Institutions - 01/11/2018

A la Maison-Blanche, l’AMA critiquée sans être invitée

L’AMA et son président, Craig Reedie, sont-ils menacés d’isolement dans le mouvement olympique ? Un sommet consacré au dopage a été organisé mercredi 31 octobre à Washington, au sein même de la Maison-Blanche. Mais le dirigeant britannique n’y a pas été convié.

Des représentants d’agences nationales antidopage, des ministres des Sports, et des athlètes de haut niveau, venus des États-Unis, d’Australie, d’Allemagne, du Canada, de Norvège, de Grande-Bretagne et de Nouvelle-Zélande, se sont retrouvés pour défendre un sport propre et répéter leur hostilité à la décision de l’AMA de lever les sanctions contre la Russie.

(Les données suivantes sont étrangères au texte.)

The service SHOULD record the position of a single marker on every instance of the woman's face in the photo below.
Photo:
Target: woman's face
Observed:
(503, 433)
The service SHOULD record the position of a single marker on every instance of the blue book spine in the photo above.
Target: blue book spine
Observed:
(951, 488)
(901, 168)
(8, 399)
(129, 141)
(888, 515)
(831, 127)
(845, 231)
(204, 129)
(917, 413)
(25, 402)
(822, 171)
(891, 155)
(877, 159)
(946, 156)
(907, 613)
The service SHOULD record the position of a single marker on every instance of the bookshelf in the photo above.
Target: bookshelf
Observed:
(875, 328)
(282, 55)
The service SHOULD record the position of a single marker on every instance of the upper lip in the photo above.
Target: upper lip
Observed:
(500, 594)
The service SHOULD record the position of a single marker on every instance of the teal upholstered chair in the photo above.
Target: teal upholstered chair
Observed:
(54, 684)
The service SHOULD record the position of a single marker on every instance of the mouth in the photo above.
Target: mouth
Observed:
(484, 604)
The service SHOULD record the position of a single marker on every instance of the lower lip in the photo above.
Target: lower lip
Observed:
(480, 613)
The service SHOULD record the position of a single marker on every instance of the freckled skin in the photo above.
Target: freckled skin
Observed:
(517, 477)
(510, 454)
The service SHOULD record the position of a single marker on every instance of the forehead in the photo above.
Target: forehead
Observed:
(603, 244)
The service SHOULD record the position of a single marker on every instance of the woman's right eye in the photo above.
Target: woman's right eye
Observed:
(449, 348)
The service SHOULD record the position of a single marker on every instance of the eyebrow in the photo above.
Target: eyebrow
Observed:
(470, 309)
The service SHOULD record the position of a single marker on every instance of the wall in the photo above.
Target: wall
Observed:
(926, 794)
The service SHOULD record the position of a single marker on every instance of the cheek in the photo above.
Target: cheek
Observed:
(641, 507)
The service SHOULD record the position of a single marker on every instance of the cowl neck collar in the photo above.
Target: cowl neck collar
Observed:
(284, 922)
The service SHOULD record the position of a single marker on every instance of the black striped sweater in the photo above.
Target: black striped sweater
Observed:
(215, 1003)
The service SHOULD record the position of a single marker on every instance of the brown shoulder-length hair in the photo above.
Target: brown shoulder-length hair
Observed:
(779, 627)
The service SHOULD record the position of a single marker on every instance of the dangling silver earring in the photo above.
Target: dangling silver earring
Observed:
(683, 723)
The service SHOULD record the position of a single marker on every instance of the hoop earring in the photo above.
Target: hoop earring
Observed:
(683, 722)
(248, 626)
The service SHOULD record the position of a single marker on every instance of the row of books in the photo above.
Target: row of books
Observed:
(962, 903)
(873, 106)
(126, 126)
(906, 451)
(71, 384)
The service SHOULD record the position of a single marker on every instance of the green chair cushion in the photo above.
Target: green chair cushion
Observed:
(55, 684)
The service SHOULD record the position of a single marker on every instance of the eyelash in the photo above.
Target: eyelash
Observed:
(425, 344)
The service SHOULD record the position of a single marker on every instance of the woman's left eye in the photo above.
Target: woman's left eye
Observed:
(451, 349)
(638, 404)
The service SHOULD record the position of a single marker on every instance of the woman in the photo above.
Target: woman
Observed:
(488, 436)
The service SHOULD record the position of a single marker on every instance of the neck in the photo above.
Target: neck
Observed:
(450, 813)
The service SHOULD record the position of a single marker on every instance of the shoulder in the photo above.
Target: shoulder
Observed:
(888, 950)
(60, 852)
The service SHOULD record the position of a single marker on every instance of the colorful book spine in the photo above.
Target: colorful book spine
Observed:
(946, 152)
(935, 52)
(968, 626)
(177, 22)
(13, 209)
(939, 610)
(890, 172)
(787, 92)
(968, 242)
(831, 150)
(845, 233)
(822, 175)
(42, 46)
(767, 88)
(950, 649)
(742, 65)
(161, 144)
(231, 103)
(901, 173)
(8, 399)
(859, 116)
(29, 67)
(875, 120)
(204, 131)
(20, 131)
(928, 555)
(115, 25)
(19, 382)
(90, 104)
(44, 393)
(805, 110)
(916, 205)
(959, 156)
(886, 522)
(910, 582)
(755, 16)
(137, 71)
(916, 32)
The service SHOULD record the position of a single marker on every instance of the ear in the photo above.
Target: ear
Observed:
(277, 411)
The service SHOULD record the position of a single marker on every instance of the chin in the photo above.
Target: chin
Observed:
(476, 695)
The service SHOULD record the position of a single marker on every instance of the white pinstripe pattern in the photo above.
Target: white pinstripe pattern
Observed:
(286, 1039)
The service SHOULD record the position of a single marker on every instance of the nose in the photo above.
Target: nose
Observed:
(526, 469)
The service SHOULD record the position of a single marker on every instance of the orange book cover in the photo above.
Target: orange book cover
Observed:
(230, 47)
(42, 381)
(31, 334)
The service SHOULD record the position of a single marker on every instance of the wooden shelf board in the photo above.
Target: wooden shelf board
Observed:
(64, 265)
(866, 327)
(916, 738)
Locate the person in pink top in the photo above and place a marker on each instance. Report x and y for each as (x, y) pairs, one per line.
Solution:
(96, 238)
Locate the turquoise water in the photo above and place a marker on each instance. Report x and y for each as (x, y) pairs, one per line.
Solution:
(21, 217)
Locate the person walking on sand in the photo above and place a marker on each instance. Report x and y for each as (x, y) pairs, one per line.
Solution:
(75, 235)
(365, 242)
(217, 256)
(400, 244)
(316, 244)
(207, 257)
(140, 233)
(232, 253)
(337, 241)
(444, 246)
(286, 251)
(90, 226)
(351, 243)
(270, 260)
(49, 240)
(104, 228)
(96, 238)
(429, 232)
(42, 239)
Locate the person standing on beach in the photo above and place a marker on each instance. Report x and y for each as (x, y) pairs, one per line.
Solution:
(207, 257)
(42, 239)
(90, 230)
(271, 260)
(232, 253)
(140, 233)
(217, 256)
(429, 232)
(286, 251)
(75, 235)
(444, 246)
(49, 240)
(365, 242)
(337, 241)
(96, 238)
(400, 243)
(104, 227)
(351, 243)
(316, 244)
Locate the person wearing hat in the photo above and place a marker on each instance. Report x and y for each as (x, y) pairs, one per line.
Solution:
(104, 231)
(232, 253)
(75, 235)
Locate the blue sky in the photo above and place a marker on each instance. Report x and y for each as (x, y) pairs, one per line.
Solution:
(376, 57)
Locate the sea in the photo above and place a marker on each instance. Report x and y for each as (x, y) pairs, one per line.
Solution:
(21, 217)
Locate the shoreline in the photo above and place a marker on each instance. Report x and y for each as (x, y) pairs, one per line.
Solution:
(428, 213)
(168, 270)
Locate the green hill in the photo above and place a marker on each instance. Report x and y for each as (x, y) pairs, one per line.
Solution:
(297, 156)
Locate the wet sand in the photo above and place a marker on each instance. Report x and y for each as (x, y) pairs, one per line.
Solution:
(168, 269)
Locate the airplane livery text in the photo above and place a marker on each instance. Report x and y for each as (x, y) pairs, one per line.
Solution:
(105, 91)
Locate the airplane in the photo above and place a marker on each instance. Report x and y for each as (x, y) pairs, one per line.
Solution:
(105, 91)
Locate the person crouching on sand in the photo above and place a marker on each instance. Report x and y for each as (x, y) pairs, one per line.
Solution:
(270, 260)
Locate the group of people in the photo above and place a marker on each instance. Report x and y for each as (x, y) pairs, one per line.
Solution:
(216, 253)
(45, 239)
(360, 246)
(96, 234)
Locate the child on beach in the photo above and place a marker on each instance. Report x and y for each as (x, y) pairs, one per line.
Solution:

« L’AMA doit non seulement changer, mais elle doit le faire en profondeur et globalement », a suggéré James Carroll, un haut-fonctionnaire de la Maison-Blanche, au terme du sommet. Même son de cloche à l’Agence américaine antidopage (Usada) : « L’AMA doit être réformée pour être plus forte et plus responsable envers les sportifs propres afin que les gouvernements, l’opinion publique et les sportifs continuent à la soutenir et à croire en elle. Les sportifs et les amateurs de sport à travers le monde ont perdu confiance dans l’engagement et la volonté de l’AMA de se battre pour les idéaux pour laquelle elle a été créée. »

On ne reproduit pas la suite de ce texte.